Stefan Richter posted the IEEE1394 subsytem and FireWire subsystem TODO lists noting, "it seems also appropriate to disclose the current manpower behind FireWire driver development and maintenance. There are just two people who regularly work on the drivers: Kristian Høgsberg (author and maintainer of the new firewire subsystem, in the past also involved with the old ieee1394 subsystem) and me (co-maintainer of both the new and old subsystems). But we both have a lot of other projects going on at the moment."

The current IEEE1394 subsystem is available for the 2.6 and 2.4 kernels, also known as the Linux1394 driver stack. Kristian Høgsberg started development of the new FireWire stack, nicknamed "Juju", in December of 2006. The Linux1394 website notes, "when the new stack's initial bugs and missing features have been addressed, it is anticipated that the old driver stack (ieee1394, ohci1394, pcilynx, raw1394, video1394, dv1394, sbp2, eth1394) will be scheduled for removal from the mainline kernel sources. (There is by the way no replacement for pcilynx planned at the moment, because this controller has become very rare.) The main reasons to replace the old stack by the new one are: lower code footprint, hence lower maintenance cost; better security; consolidation of the currently three or four different userspace ABIs (depending on how you count them) into a single, modern ABI."

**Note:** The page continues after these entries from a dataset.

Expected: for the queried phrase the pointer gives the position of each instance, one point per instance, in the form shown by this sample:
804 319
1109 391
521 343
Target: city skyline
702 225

Linux: New FireWire Stack Update

Submitted by Jeremy
on May 2, 2007 - 7:30pm
Linux news

Kristian Høgsberg posted an update on the effort to rewrite the Linux kernel FireWire stack [story] explaining, "as you may know, we've been working on a new FireWire stack over on linux1394-devel. The main driver behind this work is to get a small, maintainable and supportable FireWire stack, with an acceptable backwards compatibility story." He went on to request the stack's inclusion in the mainline kernel, listing the following highlights: the new FireWire stack "has been in Fedora rawhide (development branch) and -mm for 3 months, will be shipping in Fedora 7; backwards compatible at the library level, existing user space libraries have been ported to use the new user space interface; less than 8k lines of code compared to 30k lines of code in the old stack, and a similar size reduction in the sizes of the .ko's; no kernel threads, compared to one subsystem thread and one thread per FireWire controller in the old stack; one user space interface to support zero-copy scatter-gather streaming, as opposed to the old stacks 4 (was 5) different streaming interfaces; per-device device files, letting userspace set up more finegrained access control, such as preventing direct access to FireWire storage devices."

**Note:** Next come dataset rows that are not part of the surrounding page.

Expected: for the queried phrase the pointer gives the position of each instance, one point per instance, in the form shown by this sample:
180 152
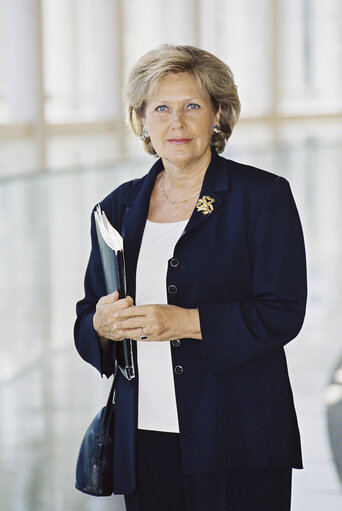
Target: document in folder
112 256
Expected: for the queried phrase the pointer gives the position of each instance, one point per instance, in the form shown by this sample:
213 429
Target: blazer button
176 343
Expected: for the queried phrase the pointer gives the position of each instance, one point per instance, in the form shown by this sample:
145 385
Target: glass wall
63 64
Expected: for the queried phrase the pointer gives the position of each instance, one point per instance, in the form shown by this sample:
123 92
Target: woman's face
179 119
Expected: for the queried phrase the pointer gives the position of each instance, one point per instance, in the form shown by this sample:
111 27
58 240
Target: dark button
174 262
176 343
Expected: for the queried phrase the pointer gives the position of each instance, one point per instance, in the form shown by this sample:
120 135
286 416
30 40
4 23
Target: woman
216 281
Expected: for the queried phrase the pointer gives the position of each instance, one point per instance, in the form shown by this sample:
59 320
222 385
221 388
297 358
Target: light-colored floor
48 395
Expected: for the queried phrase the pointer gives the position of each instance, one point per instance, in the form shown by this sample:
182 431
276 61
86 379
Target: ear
218 115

Kristian went on to note the following regressions when comparing the new stack to the old: "eth1394 not ported over, there is nothing preventing this from being done, though, but there's a couple of infrastructure bits that aren't done yet; no support for the PCILynx chipset, nobody has this chipset anymore, and the pcilynx driver in the old stack is bit-rotting anyway; some SBP-2 (storage) devices fail after significant amounts of IO, not clear what the problem is, but I can reproduce it here and am working on fixing it." Regarding his plans going forward, "what I'd like to propose is that we carry both the new and the old stack in mainline for a few releases. Once we've reached a satisfactory level of stability and worked through what regressions there may be, we can consider deprecating the old stack."